Earlier this year, Winnie the Pooh (and the other anthropomorphic inhabitants of the Hundred Acre Wood) entered the public domain, and while the Disney interpretation of A.A. Milne's beloved character may be the definitive version for many people, it most certainly won't be the last. In what can only be described as a genuine swing for the fences, writer-director Rhys Waterfield reimagines the honey-loving bear as a remorseless slasher villain — à la Halloween's Michael Myers — in the first gonzo trailer for Winnie-the-Pooh: Blood and Honey. "It's Winnie on Rabies," Waterfield tells SYFY WIRE over email. "Don't send your children to see this."
Coming to DVD and On Demand in late 2022, the film imagines a reality in which Pooh and Piglet devolved into bloodthirsty murderers after they were abandoned by their old pal, Christopher Robin, years before. “Because they’ve had to fend for themselves so much, they’ve essentially become feral,” the project's director explained during an interview with Variety back in May. “So they’ve gone back to their animal roots. They’re no longer tame: they’re like a vicious bear and pig who want to go around and try and find prey.”

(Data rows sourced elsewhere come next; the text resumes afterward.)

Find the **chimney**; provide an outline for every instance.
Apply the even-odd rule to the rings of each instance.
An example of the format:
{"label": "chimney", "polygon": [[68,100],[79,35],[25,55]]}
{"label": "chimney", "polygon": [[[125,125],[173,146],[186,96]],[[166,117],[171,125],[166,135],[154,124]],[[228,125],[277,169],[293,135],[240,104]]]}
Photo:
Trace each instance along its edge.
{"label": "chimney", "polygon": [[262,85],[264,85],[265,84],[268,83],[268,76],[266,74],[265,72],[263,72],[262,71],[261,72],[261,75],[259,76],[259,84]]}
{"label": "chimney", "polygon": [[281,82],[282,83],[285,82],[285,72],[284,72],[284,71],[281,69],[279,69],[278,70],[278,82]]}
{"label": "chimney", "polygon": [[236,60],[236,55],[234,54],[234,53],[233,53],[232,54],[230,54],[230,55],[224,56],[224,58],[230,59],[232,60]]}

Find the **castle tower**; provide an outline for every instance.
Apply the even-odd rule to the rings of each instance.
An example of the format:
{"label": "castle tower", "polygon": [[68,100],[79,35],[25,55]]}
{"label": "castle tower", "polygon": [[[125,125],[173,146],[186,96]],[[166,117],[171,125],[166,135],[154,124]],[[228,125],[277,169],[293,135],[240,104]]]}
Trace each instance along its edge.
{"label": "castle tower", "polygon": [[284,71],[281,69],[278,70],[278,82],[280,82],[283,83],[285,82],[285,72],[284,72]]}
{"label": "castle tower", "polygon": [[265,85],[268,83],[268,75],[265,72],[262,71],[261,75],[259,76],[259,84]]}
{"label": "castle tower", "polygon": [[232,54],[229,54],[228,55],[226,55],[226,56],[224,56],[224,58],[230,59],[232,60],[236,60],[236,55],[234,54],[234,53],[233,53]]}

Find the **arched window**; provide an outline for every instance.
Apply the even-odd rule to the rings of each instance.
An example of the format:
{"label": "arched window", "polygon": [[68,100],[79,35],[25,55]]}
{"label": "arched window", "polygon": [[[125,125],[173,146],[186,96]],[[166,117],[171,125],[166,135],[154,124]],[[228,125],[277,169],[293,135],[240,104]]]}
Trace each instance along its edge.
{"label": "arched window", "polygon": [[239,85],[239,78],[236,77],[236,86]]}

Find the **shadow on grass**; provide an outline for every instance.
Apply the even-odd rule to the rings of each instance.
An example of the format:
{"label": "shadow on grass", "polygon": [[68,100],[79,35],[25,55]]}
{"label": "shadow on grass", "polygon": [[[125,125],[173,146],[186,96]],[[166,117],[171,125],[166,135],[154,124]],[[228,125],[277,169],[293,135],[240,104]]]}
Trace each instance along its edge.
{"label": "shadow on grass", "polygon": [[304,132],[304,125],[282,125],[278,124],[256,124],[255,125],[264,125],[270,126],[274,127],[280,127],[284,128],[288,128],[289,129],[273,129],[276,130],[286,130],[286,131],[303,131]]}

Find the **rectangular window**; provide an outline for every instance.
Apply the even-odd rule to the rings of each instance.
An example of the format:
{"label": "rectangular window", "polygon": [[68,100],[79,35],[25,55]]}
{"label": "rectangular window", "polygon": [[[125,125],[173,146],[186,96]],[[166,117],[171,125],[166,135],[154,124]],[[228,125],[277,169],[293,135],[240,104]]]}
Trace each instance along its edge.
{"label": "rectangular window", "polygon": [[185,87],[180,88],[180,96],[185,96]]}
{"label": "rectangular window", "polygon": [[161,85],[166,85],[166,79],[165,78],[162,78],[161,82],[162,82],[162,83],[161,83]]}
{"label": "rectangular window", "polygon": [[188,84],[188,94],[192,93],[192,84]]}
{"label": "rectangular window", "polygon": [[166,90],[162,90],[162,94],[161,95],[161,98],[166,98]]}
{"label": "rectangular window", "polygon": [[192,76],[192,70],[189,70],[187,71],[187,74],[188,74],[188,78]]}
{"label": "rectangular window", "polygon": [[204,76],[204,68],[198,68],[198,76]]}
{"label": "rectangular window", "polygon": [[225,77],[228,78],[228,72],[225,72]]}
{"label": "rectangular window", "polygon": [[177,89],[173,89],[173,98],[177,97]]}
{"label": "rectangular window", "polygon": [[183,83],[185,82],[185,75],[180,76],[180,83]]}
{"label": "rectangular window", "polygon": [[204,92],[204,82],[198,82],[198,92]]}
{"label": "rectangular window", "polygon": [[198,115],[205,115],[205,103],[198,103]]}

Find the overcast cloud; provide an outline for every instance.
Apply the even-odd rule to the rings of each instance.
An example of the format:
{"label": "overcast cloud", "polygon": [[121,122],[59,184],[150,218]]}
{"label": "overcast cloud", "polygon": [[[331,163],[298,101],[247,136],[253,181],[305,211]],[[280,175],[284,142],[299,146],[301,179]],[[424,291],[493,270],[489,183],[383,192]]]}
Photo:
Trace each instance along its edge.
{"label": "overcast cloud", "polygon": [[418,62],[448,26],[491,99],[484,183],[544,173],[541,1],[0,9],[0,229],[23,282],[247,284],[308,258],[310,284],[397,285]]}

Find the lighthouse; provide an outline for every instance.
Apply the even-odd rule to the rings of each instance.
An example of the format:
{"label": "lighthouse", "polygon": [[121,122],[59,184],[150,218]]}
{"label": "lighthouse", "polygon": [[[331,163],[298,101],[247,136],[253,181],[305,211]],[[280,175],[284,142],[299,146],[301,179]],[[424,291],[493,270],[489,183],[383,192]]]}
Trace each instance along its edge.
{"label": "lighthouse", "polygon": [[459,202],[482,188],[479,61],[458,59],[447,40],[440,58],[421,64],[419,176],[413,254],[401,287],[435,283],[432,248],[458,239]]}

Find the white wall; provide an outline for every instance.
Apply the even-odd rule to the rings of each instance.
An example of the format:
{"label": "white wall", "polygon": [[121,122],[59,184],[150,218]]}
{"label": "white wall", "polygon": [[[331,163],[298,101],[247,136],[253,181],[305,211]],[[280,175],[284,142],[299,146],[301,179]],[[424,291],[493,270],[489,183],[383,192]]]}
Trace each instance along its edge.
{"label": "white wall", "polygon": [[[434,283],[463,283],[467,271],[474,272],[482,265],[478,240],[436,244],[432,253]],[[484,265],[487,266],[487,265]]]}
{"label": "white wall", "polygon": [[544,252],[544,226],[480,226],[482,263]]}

Mr. Robin and his wife-to-be don't last long when the couple returns to the dilapidated forest dwelling in the hopes of a sappy reunion. Not long after, a group of young women turn up and...well, you can guess where this story is going. Given the incredibly low-budget, there was no money for CGI creations (think 2018's Christopher Robin). Instead, Pooh and Piglet are depicted as masked killers, lending an atmosphere of gruesome absurdity to the overall proceedings.
Watch the trailer below:
Winnie-the-Pooh: Blood and Honey was filmed in England over a 10-day period this past spring. Waterfield, who produced the feature under his Jagged Edge Productions banner alongside co-founder Scott Jeffrey, wanted to strike a balance between classic horror and dark comedy. "When you try and do a film like this, and it’s a really wacky concept, it’s very easy to go down a route where nothing is scary and it’s just really ridiculous and really, like, stupid. And we wanted to go between the two," he told Variety.
He later concluded: "No one is going to mistake this [for Disney]. When you see the cover for this and you see the trailers and the stills and all that, there’s no way anyone is going to think this is a child’s version of it.”